My first instinct this round was to have my other breast removed as well—I never wanted to go through this again. My oncologist argued against it. The tamoxifen would lower my risk of future disease to that of an average woman, he said. Would an average woman cut off her breasts? I could have preventive surgery if I wanted to, he added, but it would be a psychological decision, not a medical one.
I weighed the options as my hospital date approached. Average risk, after all, is not
zero. Could I live with that? Part of me still wanted to extinguish all threat. I have a nine-year-old daughter; I would do anything—I need to do everything—to keep from dying. Yet, if death was the issue, the greatest danger wasn’t my other breast. It is that despite treatment and a good prognosis, the cancer I’ve already had has metastasized. A preventive mastectomy wouldn’t change that; nor would it entirely eliminate the possibility of a new disease, because there’s always some tissue left behind.
What did doing “everything” mean, anyway? There are days when I skip sunscreen. I don’t exercise as much as I should. I haven’t given up aged Gouda despite my latest cholesterol count; I don’t get enough calcium. And, oh, yeah, my house is six blocks from a fault line. Is living with a certain amount of breast-cancer risk really so different? I decided to take my doctor’s advice, to do only what had to be done.

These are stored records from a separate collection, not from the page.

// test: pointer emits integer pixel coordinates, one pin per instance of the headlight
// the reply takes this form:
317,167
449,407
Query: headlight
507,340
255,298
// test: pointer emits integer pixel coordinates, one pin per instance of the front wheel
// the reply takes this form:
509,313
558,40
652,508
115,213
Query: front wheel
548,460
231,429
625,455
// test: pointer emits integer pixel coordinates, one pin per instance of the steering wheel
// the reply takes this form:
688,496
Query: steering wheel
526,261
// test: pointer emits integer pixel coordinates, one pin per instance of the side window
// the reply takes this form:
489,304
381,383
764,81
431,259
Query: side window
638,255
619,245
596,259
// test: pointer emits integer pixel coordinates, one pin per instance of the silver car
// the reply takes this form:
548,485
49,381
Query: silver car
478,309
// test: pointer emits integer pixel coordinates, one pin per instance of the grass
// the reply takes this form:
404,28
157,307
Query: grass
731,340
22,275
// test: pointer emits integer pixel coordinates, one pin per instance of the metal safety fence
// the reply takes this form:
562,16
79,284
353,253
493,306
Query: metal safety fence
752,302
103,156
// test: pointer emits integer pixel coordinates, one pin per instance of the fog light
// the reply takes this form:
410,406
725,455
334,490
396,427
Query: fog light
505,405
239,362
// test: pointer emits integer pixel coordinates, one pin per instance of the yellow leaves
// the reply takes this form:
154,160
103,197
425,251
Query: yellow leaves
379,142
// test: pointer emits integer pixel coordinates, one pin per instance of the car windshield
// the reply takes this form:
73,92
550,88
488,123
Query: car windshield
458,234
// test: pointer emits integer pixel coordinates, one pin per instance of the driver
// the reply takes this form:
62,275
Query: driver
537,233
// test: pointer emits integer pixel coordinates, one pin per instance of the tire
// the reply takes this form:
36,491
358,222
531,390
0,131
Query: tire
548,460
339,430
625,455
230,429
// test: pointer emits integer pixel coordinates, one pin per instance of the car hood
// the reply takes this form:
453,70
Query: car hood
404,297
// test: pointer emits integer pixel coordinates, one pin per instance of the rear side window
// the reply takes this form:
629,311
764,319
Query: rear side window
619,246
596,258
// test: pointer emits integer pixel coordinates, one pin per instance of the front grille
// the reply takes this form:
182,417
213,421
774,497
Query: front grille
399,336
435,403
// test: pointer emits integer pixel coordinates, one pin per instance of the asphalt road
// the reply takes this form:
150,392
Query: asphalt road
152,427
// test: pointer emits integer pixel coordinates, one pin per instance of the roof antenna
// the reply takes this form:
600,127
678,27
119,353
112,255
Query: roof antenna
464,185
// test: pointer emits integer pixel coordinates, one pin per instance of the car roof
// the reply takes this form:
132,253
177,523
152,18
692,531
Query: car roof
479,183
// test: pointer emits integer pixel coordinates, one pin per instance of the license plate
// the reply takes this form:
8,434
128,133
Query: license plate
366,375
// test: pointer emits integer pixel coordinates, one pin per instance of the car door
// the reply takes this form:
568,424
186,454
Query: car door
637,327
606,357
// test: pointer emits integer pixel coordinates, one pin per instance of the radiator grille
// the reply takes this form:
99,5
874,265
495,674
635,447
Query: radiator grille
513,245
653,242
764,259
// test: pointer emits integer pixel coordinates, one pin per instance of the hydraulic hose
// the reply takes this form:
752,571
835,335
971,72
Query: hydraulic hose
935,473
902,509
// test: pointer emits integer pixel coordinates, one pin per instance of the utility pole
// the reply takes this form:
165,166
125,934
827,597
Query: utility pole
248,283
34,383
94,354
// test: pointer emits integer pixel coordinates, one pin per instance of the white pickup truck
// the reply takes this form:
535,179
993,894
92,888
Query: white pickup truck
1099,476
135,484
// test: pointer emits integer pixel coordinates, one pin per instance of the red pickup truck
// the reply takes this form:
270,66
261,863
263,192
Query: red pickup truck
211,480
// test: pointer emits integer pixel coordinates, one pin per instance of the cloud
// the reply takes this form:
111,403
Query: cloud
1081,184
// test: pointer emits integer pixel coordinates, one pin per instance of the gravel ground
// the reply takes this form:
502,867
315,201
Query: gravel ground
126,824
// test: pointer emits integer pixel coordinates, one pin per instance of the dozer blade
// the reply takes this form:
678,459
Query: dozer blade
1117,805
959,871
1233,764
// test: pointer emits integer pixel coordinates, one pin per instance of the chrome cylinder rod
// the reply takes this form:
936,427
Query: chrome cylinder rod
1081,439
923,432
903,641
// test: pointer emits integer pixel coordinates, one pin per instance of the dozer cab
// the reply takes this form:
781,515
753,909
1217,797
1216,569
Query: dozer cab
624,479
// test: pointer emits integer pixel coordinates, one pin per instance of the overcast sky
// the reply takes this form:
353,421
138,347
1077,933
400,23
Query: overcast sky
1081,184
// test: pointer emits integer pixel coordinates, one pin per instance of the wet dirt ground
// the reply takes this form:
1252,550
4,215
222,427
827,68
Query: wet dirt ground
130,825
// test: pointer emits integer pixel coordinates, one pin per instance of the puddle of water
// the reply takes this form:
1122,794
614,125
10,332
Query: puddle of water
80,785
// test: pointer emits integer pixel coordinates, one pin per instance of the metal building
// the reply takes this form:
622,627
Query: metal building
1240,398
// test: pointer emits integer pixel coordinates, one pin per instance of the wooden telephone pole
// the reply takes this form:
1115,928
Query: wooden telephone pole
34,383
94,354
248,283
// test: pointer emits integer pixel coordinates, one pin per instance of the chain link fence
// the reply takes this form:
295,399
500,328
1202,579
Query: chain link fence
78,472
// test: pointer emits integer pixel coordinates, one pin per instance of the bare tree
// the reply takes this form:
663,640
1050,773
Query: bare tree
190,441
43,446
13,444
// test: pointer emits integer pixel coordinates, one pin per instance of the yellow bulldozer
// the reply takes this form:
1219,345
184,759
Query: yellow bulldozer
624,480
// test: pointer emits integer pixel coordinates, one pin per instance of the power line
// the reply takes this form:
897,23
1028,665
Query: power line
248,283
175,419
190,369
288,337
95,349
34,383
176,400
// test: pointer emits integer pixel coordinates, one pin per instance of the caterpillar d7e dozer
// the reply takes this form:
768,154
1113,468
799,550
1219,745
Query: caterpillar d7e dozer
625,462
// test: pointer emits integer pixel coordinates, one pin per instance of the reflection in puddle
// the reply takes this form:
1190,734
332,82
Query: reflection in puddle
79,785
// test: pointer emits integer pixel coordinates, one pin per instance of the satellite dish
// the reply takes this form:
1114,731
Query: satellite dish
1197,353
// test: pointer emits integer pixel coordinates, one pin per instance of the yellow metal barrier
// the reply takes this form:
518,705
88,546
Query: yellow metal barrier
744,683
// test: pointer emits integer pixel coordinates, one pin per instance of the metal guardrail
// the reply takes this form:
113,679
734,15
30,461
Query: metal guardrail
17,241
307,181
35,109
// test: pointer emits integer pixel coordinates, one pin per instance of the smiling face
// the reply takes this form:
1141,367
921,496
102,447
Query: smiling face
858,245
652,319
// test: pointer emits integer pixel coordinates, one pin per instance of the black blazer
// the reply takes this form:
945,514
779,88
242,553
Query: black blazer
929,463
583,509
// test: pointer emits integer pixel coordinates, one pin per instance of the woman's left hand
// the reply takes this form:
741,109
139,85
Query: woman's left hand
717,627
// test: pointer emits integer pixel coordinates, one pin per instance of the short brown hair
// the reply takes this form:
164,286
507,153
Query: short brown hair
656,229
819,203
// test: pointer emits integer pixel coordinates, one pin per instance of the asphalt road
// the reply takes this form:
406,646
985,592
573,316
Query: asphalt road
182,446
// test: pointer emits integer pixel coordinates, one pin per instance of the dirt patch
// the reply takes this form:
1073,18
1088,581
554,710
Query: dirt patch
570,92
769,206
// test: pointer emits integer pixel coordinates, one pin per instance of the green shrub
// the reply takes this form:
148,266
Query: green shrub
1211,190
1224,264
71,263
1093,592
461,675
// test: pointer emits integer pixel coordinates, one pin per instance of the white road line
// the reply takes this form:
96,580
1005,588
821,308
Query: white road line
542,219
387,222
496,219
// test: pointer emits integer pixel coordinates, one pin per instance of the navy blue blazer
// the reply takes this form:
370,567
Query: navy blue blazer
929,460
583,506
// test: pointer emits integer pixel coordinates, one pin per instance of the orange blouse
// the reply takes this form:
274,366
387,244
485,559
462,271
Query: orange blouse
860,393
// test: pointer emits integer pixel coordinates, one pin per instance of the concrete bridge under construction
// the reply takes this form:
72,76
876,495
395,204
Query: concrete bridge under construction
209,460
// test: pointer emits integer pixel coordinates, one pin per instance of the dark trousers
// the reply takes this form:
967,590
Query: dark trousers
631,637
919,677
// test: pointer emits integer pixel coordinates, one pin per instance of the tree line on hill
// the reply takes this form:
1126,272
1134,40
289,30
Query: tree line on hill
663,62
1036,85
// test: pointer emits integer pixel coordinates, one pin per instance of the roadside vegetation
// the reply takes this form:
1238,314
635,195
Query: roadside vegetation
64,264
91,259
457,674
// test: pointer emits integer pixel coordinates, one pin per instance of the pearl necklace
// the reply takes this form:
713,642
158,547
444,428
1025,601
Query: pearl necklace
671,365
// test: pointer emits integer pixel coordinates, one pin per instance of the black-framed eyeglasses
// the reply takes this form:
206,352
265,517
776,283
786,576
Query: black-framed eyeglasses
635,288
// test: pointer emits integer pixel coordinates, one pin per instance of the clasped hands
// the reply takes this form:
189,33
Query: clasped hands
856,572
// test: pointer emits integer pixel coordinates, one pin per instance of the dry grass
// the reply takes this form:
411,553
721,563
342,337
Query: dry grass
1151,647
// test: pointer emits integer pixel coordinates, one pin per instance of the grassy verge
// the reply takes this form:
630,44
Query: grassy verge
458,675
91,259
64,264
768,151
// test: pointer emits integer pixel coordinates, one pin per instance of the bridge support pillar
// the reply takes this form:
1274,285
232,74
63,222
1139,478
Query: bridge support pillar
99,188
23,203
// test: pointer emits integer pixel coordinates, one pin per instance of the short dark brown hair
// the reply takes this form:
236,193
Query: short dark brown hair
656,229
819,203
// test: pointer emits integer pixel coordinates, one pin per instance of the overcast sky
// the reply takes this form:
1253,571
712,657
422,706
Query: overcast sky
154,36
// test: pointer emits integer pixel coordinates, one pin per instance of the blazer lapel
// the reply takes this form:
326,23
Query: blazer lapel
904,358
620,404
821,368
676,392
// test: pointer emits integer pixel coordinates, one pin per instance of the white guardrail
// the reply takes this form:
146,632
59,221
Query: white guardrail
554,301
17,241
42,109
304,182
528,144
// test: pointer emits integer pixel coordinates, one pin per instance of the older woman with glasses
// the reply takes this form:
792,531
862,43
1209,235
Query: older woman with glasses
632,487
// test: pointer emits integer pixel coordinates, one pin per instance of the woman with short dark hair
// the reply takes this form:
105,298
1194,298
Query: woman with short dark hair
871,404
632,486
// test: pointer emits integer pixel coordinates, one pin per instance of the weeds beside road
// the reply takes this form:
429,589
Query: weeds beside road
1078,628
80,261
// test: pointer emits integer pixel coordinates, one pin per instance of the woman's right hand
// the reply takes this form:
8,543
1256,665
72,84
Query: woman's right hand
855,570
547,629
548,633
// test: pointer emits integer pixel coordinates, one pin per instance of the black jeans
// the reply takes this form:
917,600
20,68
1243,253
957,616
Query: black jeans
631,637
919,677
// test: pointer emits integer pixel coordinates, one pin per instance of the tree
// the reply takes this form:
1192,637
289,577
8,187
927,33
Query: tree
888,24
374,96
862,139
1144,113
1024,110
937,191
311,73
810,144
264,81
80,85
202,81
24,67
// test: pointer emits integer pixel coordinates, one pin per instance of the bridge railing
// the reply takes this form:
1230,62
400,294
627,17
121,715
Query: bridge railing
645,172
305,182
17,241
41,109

I assumed my dilemma was unusual, specific to the anxiety of having been too often on the wrong side of statistics. But it turned out that thousands of women now consider double mastectomies after low-grade cancer diagnoses. According to Todd Tuttle, chief of the division of surgical oncology at the University of Minnesota and lead author of a study on prophylactic mastectomy published in The Journal of Clinical Oncology, there was a 188 percent jump between 1998 and 2005 among women given new diagnoses of DCIS in one breast—a risk factor for cancer—who opted to have both breasts removed just in case. Among women with early-stage invasive disease (like mine), the rates rose about 150 percent. Most of those women did not have a genetic predisposition to cancer. Tuttle speculated they were basing their decisions not on medical advice but on an exaggerated sense of their risk of getting a new cancer in the other breast. Women, according to another study, believed that risk to be more than 30 percent over ten years when it was actually closer to 5 percent.